DOMINANT READING: The intended message of the producer
OPPOSITIONAL READING: A complete rejection of the message by the audience.
NEGOTIATED READING: Somewhere in the middle. The audience may agree with certain parts of the message but disagree with other parts.
Hall argued that the original subject has no fixed meaning. The media gives meaning to events / people / groups AFTER the occurrence. Something only has meaning once it is represented in the media (and owners of the media have an agenda)
MEDIA DOESN'T REFLECT MEANING. MEDIA CREATES MEANING.
When a representation is repeated enough in the media, it becomes a stereotype. Stereotypes occur in the media due to lack of diversity in the writing room / production.
Counter Types
A representation that contrast / opposes the traditional media representation.

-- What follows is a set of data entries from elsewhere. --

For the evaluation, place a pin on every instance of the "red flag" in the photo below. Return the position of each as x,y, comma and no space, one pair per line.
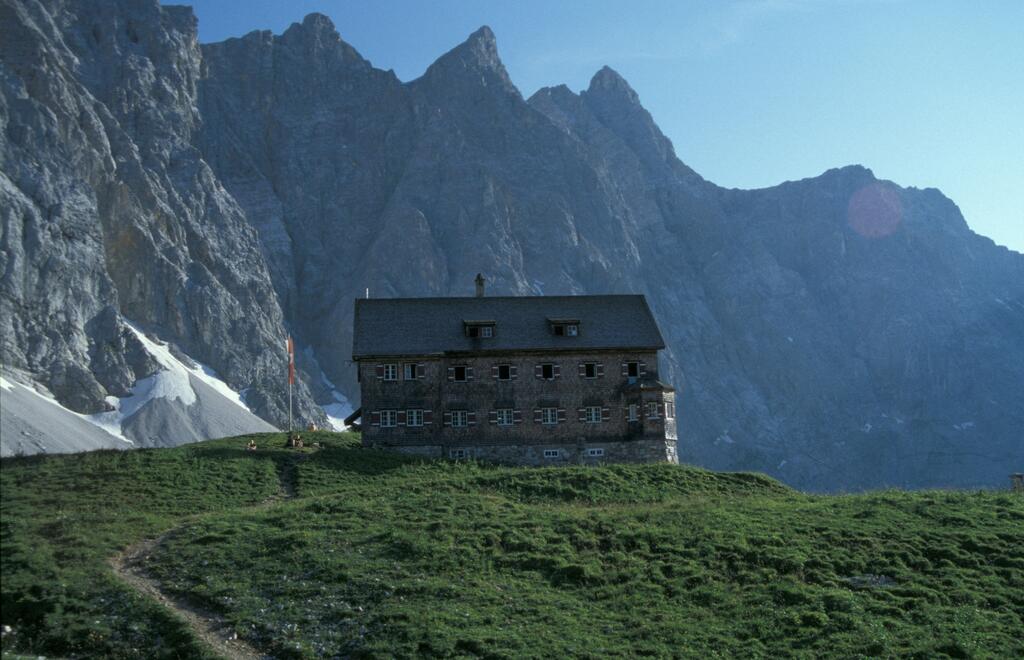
291,361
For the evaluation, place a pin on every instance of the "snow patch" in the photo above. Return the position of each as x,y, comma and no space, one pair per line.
170,383
91,419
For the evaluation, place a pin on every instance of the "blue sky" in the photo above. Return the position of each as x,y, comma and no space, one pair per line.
927,93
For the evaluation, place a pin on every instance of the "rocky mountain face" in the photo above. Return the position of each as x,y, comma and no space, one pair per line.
839,333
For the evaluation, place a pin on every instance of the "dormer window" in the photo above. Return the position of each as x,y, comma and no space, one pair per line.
564,326
479,330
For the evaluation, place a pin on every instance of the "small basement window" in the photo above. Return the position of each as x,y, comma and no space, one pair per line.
505,416
479,330
564,327
549,415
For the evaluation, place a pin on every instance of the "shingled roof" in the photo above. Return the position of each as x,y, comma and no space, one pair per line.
398,326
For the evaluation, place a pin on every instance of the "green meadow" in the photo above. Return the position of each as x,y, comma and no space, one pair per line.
344,552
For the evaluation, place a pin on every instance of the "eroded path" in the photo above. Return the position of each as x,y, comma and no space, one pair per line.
129,565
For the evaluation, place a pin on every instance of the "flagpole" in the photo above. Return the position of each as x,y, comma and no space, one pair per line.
291,382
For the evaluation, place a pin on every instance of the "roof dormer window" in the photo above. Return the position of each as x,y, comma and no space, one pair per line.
479,330
564,326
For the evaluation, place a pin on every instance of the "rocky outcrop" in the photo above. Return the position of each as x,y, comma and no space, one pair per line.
110,212
839,332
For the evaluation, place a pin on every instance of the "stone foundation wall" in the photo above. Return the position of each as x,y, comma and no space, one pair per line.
644,450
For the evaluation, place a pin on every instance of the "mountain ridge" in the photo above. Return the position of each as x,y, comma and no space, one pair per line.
796,315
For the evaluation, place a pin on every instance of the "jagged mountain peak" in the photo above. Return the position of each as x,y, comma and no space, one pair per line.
475,59
316,35
608,83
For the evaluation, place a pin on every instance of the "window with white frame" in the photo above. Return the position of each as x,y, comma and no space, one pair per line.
505,416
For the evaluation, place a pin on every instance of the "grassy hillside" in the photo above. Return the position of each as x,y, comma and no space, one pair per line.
346,552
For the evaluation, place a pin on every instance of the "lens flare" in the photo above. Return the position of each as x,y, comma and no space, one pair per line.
875,211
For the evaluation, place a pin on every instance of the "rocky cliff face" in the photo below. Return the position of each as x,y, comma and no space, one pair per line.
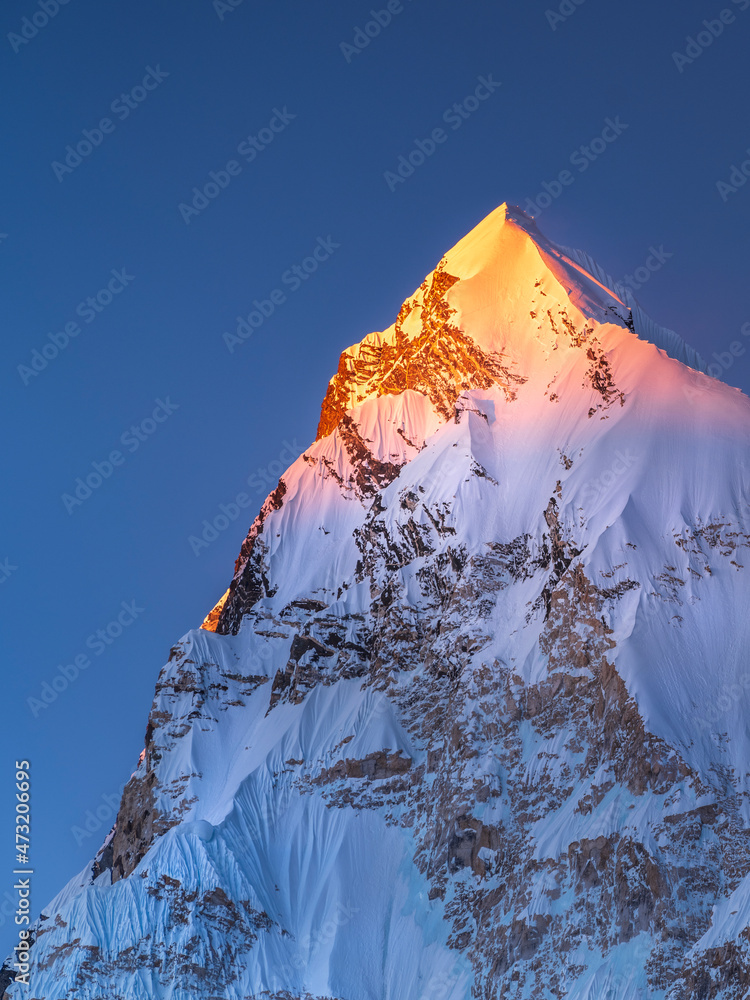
470,720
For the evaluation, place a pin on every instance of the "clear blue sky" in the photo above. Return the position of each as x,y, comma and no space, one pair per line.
313,129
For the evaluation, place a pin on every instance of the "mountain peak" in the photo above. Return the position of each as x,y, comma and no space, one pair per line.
492,311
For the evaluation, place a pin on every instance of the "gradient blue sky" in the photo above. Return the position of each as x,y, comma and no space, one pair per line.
322,176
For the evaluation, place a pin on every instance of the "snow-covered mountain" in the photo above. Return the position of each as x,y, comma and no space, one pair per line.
471,718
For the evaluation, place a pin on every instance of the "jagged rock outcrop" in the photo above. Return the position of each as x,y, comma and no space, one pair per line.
470,720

This is a good example because it breaks stereotypes. Media often shows disable people as weak, but this shows they can be strong and powerful.
Audience Theory
Changes in Audiences
Shift from Passive to Active Consumption | Audiences are no longer passive recipients of media content. They engage with, critique, and share media, often influencing its meaning and distribution. |
Participatory Culture | Highlights how digital technologies allow audiences to contribute to and co-create media, blurring the line between producers and consumers |
User-Generated Content | Platforms like YouTube, TikTok, and Instagram have empowered individuals to produce and share their own content, reducing reliance on traditional media outlets. |
Audience Fragmentation | The rise of niche media means audiences are no longer mass groups consuming the same content; instead, they are smaller, specialized groups with diverse tastes and preferences. |
Decline of Media Gatekeepers | Traditional media producers no longer have full control over what content is distributed or how it is interpreted. Social media and other platforms allow anyone to share their perspectives, bypassing traditional gatekeepers. |
Changing Values | Many societies have become more aware of social issues such as sexism and racism, as well as health concerns. These have had an effect on the type of representations and narratives that are created in the media. |
Globalised audienced | The internet has connected audiences worldwide, enabling content to reach and resonate with global audiences. Media is now designed to appeal to international markets, and provide them with a space to connect with one another, no matter their location |
Reflection: This was an easy task but still very tiring the do. I finished it during my free time because some of my classes turned into free periods. It should've been a quick task, but since I was also busy with other blogs, I decided to work on it only when I had extra free time and nothing else to do. This helped me understand how audiences accept media, use dominant reading in my characters, and choose Better ways to promote my product through theories.